Being first, even in Creation, isn’t necessarily a good thing. If Paul is doing anything, he’s lifting Eve above Adam, not the other way around. This is in keeping with his statement that the men should leave the women alone and let them study in peace.

That’s another assumption we make, that Paul is telling the women to be quiet. It appears, rather, that he’s telling the men to shut up so the women can get some serious studying done.

Note also that he doesn’t actually say Eve was first in the Fall but rather that she had to be deceived into sin while Adam fell willingly and knowingly into it.

Adam is thick-skulled hairy and hungry Esau selling his birthright—“Me not eat birthright. Esau hungry! Esau want porridge!”—while Eve was simply outwitted by the serpent.

Adam had the brawn, Eve had the brains, just not enough to overcome the wily serpent.

So, Paul says, let the women study in peace. Let them gain more and more wisdom. If we leave them uneducated—as was the usual lot of girls in the 1st century—we leave them vulnerable to slick-tongued deceivers.

Let them learn in silence—stop bothering them!—he says, and let them learn with full submission. Notice how we assume Paul means “submission to their husbands,” and/or “their male teachers,” but it is as likely that he means submission to the teachings of Jesus and the Gospel, something that all Christians, male and female alike, need to do.

For Paul, submission is the key to the Christian life, not authority. Jesus is the one with authority and all, male or female, must submit to him. That is why Paul says that he doesn’t permit a woman to have authority over a man.

But he didn’t permit a man to have authority over a woman either!

“Be subject to one another out of reverence to Christ,” he says to husbands and wives in Ephesian 5:21.

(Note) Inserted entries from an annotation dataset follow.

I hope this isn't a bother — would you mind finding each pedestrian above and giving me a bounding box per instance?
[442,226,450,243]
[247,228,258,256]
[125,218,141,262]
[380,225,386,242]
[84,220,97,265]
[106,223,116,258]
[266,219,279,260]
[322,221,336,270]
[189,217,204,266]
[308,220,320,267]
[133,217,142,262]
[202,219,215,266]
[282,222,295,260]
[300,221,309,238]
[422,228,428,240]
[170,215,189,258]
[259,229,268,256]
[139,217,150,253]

The answer to patriarchy isn’t matriarchy, like in some of the pagan temples there in Ephesus. That’s just replacing one system of oppressive authority with another.

The answer is mutual submission, the defining characteristic of the kingdom of God.

Paul is here, as elsewhere, putting men and women on the same footing—each in submission to Christ and in mutual submission to one another as both learners and teachers.